If you're having trouble swallowing, softer foods like soups, fruits and well-cooked vegetables and pasta can help. With mouth sores, try smooth-textured foods like avocado, peanut butter, hummus or smoothies, and avoid acidic, sour or spicy foods if they feel irritating in the mouth or throat. "Cool temperatures can also feel soothing," says Dalpiaz.
Getting some fiber-rich foods like fruits and vegetables into your meals can help manage constipation—and if diarrhea is an issue, stick to small amounts of foods that are easy on your stomach, like plain crackers, rice or cottage cheese. Be sure to drink plenty of fluids to prevent dehydration and keep things moving along in your gut.
If you're experiencing taste changes, keep an open mind, Dalpiaz recommends. Experiment with new dishes, flavors and sauces; you might find you like something you didn't like before. Try different temperatures or textures to enhance the eating experience. "Work with the new normal … and know that what didn't work today might look totally different two weeks from now."
Above all, don't stress that what you're eating isn't nutritionally balanced and perfect, Dalpiaz adds. "At different times during treatment, nourishing the body might look very different from what we think a 'healthy meal' looks like … it might just be a couple of crackers with peanut butter."
Foods to Include during Your Cancer Treatments
Getting enough protein before, during and after cancer treatment is important to help your body repair damaged cells and prevent muscle loss, so try to get in the habit of including some protein at every meal. Top your morning toast with peanut butter, add cooked chicken or beans to your soups or salads, snack on hard-boiled eggs, hummus or Greek yogurt—or whirl some tofu into a fruit smoothie.
Dalpiaz also recommends aiming to "eat a rainbow of colorful fruits and vegetables," to get the benefits of cancer-fighting phytonutrients—and a 2020 report from the Nurses' Health Studies at Harvard T.H. Chan School of Public Health published in Cancer Research may bear up that recommendation. The researchers followed the diets of almost 9,000 women with breast cancer for up to 30 years. Not surprisingly, they found that those who ate the highest amounts of vegetables, specifically leafy greens and cruciferous veggies, after their cancer diagnosis had a higher survival rate than those who ate lower amounts.

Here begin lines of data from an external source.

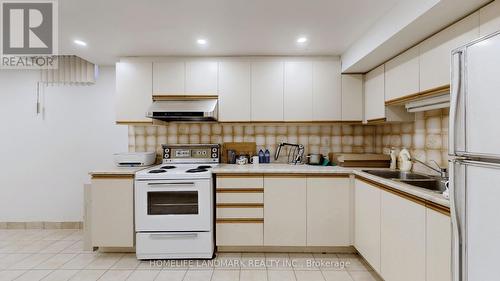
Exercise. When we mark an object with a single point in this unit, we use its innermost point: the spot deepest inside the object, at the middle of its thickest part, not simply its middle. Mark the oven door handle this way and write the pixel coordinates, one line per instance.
(164, 236)
(160, 184)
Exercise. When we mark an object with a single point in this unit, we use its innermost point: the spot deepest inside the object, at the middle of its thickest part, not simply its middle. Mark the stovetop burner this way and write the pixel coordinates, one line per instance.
(157, 171)
(196, 170)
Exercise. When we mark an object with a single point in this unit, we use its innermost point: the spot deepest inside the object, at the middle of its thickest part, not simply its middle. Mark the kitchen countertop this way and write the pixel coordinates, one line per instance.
(113, 170)
(307, 169)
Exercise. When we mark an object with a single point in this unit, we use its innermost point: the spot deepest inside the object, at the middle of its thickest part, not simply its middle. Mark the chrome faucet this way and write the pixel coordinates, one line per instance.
(298, 152)
(443, 172)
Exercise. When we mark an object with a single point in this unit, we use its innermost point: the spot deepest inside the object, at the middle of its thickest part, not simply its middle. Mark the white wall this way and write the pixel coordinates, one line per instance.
(45, 160)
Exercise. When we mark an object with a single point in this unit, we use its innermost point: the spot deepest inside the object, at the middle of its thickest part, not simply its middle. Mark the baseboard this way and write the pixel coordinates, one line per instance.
(42, 225)
(287, 249)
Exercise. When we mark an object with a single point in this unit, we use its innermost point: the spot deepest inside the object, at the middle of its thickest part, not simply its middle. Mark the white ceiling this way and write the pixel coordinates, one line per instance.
(114, 28)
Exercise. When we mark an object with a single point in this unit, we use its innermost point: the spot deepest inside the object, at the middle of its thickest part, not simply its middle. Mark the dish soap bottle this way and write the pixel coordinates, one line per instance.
(405, 160)
(392, 153)
(262, 158)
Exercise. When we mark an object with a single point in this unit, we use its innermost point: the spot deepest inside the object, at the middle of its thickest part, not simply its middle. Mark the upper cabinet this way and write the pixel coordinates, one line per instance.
(298, 91)
(201, 77)
(133, 91)
(352, 97)
(435, 52)
(234, 91)
(168, 78)
(327, 91)
(402, 75)
(374, 94)
(267, 90)
(490, 18)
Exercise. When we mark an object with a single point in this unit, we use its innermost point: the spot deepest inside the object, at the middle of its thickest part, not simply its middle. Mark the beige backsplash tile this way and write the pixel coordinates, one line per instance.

Related: 4 Foods to Eat Every Day Post Cancer
Foods to Limit during Your Cancer Treatments
"Big picture, there isn't any one food that should be off-limits during cancer treatment," says Dalpiaz. "It really depends on what symptoms you're experiencing." That said, she steers her patients toward limiting red meats and processed meats, which have been associated with higher rates of colorectal cancers. The American Institute for Cancer Research recommends eating no more than three portions (12 to 18 ounces total cooked weight) of red meat per week, and eating little, if any, processed meat.

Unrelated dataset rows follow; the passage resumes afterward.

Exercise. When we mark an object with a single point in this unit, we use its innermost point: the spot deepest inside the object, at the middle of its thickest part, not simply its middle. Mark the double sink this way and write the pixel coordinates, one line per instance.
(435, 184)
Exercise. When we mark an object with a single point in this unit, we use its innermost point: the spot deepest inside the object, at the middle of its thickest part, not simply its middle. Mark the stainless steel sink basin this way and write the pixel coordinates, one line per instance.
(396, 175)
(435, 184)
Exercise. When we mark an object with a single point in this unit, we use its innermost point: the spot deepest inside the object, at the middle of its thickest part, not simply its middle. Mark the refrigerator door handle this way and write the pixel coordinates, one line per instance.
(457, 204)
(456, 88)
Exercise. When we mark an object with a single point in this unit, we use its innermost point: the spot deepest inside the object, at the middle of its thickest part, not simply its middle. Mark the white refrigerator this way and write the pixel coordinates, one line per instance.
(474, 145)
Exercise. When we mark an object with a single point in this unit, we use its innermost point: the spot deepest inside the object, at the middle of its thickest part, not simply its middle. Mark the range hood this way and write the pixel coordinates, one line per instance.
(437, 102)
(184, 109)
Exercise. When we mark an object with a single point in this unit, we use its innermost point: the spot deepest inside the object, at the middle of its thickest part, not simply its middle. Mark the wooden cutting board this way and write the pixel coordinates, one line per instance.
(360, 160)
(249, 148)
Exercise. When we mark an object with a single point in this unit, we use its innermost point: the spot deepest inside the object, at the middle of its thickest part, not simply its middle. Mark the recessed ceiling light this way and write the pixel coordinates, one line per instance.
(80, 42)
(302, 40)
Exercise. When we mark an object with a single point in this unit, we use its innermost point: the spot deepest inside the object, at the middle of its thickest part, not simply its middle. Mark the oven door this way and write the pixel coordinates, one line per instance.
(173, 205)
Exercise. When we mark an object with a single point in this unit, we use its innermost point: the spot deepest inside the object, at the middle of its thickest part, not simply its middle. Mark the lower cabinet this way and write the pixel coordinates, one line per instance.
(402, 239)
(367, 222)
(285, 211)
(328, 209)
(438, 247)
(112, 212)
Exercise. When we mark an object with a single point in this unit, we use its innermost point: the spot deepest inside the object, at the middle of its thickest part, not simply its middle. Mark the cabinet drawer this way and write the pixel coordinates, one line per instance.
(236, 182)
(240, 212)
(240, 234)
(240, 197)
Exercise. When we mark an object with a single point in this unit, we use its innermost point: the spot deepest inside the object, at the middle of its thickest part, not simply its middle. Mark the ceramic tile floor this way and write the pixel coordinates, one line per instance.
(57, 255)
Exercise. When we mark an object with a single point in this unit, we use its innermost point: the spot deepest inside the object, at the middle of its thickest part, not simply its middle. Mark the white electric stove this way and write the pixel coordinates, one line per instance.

And, while Dalpiaz believes widespread "sugar feeds cancer" fears are a "gross oversimplification," she recommends staying within the guidelines recommended by the American Heart Association: no more than 9 teaspoons (36 grams) per day for males, and 6 teaspoons (25 grams) for females. The rationale: Too many added sugars can lead to weight gain, which ups cancer risk.
The Bottom Line
Eating well throughout cancer treatment can be a challenge, but the creative solutions are many. Working with a dietitian can help you make those small shifts that can make a big impact on your health and help you retain a sense of normal life, says Dalpiaz: "The goal is to find ways to make eating enjoyable, in a healthful way that helps you feel your best."